Le journaliste précisa sous forme d’interrogation : « Ces fonds permettent d’encaisser des pertes sans contrecoup pour les clients. Ce sont les actionnaires qui payent en cas de coup dur. C’est cela ?
— Exactement. »
Plus à l’aise, le gouverneur s’enflamma :
« Il y a aussi des ratios qui imposent un minimum de liquidités pour éviter un défaut de paiement. Enfin, il y a les contrôles effectués par nos inspecteurs. »
Le présentateur tenta de canaliser le discours de son invité :
« Et dans le cadre de la Nab, tout est conforme à vos attentes ? »
Marc n’était plus qu’une boule de nerfs. On arrivait au moment fatidique. Bicker allait-il transgresser les règles d’un métier qu’il exerçait avec passion depuis plusieurs années, ou suivre la voie de sa conscience et dénoncer le chantage dont il était victime ?
Le gouverneur se tassa sur lui-même et regarda ses mains pendant un court instant, qui sembla une éternité pour Marc, avant de redresser la tête :
« Cette banque apporte toutes les garanties nécessaires. »

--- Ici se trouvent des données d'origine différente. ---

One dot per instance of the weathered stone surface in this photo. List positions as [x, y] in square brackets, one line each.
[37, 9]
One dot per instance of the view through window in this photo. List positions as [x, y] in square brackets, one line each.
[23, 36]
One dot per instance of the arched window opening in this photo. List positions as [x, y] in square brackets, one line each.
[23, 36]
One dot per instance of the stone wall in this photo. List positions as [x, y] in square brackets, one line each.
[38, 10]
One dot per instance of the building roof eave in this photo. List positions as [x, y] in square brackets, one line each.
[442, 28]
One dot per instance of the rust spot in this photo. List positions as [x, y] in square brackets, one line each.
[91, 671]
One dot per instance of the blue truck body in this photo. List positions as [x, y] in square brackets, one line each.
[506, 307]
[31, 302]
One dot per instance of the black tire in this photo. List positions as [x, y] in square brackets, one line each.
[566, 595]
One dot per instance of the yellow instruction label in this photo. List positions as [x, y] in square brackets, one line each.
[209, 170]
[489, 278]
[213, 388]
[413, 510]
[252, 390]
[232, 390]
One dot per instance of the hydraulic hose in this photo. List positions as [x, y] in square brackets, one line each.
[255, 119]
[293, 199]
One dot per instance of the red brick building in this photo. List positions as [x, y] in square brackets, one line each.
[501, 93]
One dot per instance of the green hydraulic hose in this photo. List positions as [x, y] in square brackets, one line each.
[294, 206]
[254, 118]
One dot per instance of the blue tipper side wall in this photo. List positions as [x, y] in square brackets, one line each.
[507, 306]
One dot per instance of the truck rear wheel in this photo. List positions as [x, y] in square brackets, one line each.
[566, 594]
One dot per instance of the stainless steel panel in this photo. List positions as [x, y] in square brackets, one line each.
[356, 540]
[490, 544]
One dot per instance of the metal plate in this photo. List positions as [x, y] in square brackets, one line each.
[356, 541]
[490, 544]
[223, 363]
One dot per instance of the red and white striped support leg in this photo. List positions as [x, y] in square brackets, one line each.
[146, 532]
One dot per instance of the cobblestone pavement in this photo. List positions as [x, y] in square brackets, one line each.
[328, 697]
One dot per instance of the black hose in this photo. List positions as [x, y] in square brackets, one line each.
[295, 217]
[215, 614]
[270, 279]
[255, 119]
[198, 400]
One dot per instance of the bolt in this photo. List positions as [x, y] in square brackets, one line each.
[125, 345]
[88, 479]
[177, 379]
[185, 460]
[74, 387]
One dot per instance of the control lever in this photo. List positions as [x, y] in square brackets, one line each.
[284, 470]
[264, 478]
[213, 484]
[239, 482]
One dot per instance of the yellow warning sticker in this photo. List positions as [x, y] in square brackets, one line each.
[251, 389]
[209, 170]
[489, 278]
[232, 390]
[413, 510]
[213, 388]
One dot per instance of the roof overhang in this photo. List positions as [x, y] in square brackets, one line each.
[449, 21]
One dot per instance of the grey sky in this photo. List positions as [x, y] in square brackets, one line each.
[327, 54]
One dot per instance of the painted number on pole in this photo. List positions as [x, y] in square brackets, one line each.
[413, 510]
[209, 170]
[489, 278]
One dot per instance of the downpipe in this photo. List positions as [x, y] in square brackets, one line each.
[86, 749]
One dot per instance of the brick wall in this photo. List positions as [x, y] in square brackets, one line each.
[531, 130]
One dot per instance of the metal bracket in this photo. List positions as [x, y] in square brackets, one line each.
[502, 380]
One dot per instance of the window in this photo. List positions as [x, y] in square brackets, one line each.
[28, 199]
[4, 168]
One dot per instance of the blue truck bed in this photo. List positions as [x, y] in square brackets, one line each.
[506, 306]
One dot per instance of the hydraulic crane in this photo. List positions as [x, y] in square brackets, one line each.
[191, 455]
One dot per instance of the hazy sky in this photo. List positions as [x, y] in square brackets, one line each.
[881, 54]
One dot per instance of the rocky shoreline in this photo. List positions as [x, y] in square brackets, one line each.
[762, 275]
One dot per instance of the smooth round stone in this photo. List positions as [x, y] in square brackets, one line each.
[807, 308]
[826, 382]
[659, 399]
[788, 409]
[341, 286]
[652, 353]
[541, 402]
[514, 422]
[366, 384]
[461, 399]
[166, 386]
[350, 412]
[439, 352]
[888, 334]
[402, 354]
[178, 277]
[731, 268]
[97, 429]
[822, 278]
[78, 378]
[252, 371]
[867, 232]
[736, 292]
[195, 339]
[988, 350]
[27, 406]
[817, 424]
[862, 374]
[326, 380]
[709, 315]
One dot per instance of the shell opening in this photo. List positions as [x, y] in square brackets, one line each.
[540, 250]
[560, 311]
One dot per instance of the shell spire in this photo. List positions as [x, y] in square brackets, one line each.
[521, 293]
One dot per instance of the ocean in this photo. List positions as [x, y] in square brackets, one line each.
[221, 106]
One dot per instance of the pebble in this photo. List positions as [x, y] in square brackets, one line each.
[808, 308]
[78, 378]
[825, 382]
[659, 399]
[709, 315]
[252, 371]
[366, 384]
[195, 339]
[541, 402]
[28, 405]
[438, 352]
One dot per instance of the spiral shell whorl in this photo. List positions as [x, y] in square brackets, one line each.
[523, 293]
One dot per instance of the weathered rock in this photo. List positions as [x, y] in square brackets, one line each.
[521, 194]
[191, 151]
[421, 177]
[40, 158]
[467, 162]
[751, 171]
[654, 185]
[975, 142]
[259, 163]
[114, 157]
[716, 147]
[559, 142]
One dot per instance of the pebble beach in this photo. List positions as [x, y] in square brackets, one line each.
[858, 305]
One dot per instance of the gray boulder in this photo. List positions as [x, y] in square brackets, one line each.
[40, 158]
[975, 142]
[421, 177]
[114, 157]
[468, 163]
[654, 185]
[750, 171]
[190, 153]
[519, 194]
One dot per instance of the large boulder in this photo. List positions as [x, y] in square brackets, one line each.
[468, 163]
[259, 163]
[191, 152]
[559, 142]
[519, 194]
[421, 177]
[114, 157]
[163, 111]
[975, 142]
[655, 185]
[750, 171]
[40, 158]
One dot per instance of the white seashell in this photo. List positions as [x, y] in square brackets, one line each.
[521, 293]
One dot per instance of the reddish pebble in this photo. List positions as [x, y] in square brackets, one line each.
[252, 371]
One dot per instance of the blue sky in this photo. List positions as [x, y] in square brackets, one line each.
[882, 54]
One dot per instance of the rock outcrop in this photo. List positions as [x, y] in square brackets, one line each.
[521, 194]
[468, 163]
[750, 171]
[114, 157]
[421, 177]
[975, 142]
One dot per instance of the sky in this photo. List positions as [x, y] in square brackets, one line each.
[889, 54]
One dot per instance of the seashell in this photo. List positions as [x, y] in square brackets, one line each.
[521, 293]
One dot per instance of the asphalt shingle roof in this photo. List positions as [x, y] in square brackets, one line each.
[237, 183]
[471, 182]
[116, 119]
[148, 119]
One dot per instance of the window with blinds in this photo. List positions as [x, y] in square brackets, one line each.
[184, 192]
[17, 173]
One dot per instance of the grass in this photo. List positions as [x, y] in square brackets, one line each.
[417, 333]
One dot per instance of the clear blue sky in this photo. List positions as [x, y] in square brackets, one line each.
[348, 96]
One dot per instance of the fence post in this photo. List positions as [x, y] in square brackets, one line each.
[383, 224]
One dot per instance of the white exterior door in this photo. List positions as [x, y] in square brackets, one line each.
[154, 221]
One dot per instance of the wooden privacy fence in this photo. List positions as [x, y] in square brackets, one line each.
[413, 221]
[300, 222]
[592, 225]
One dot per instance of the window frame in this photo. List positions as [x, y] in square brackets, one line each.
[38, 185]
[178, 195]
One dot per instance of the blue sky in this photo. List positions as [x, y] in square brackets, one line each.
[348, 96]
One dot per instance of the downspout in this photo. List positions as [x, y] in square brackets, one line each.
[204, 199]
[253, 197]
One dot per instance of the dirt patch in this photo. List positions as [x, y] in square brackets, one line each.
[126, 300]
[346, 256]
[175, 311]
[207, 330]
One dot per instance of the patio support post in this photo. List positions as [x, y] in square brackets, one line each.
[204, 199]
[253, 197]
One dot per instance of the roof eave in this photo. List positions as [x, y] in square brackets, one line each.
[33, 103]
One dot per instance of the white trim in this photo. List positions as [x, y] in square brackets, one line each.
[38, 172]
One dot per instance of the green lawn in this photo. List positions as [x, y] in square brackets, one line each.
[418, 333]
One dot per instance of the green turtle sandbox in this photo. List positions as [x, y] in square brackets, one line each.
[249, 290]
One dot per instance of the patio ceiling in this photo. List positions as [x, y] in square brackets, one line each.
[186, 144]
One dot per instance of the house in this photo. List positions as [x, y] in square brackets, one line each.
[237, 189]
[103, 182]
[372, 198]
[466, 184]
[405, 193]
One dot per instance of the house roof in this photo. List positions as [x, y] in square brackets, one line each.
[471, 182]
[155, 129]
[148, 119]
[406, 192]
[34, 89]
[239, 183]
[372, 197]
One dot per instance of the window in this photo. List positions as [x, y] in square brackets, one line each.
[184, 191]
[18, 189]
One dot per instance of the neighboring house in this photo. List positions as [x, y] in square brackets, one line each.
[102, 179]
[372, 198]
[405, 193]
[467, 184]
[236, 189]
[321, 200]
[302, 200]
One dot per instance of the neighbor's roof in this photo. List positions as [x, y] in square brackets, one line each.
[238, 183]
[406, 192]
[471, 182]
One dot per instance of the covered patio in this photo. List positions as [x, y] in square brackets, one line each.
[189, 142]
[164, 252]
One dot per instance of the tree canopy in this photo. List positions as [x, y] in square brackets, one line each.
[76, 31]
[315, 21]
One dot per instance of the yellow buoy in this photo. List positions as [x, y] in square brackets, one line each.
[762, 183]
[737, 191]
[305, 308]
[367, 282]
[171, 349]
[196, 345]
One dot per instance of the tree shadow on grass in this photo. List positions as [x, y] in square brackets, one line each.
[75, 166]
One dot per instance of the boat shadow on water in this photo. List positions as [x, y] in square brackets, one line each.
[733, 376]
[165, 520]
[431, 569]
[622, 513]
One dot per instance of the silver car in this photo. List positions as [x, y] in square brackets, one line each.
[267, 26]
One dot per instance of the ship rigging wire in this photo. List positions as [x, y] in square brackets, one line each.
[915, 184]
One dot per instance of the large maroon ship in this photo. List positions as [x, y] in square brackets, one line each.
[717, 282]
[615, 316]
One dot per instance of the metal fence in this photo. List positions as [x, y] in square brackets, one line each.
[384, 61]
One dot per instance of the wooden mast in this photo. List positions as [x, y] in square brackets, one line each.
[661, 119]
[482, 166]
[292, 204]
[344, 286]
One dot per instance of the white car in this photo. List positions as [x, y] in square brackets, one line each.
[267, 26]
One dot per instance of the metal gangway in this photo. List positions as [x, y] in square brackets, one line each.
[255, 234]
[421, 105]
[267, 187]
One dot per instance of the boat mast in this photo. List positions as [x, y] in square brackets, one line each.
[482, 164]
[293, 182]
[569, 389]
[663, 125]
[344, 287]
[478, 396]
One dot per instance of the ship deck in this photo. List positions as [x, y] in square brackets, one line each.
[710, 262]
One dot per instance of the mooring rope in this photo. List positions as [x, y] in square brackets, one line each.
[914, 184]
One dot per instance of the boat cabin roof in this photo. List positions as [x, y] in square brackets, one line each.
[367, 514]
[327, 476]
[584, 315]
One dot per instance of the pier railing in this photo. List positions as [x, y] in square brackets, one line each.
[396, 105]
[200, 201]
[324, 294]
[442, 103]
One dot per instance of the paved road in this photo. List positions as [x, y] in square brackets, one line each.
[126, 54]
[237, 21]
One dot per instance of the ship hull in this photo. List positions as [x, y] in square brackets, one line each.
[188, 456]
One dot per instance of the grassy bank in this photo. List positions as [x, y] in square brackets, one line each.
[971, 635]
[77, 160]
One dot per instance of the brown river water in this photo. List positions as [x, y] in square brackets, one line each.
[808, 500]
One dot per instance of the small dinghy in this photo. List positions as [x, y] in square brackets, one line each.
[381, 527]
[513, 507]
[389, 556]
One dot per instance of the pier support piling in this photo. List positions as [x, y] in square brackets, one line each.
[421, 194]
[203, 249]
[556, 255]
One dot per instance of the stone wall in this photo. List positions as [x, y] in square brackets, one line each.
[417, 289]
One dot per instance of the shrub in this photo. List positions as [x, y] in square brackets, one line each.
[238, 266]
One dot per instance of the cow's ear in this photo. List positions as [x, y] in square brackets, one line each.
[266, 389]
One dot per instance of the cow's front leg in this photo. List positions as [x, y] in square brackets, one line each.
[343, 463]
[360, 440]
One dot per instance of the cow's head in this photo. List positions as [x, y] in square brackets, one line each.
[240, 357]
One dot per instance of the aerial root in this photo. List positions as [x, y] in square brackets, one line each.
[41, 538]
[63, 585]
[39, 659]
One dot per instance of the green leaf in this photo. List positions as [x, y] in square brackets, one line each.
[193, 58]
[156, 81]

Le présentateur se tourna vers Radier. Il fit un bref rappel de son parcours : président d’une banque régionale pendant plus d’une décennie, il était considéré sur la place comme un sage. Il enchaîna :
« Vous avez accepté de prendre les rênes de la Nab. Pouvez-vous nous dire pourquoi ?
— Au-delà de ma rémunération, je suppose ? plaisanta le banquier avant de reprendre, c’est une aventure passionnante. Nous prévoyons la banque de demain. Avec dix ans d’avance.
— Et qui va être le patron de la Nab ?
— C’est le PDG qui dirige, en rendant des comptes à ses actionnaires. »
Le journaliste insista : « Monsieur Ancel est associé dans la Nab ?
— Ainsi que la Zurich Trust Bank et le syndicat CRASH. »
Marc précisa :
« La Suisse détient 99,7 % des parts. Le reste se partage entre CRASH et moi-même. »
Il était temps de clore le sujet. Le présentateur s’adressa à Radier : « Pour terminer, pouvez-vous nous éclairer sur cette publicité mystère, qui inonde nos écrans depuis une semaine ? »
Ces spots montraient les tarifs bancaires de la place. À côté étaient affichées des conditions systématiquement plus avantageuses : gratuité pour certaines opérations, taux d’emprunts abaissés, rémunération des dépôts. Le tout avec pour seule légende : « Et si cela pouvait arriver ? »
Radier répondit, détendu :
« Dès ce soir, vous verrez que ce n’est pas un rêve. Nos offres sont vraiment alléchantes ».
Le présentateur passa au sujet suivant. Marc se relâcha. C’était fait. Sa nouvelle vie venait de démarrer. En fanfare.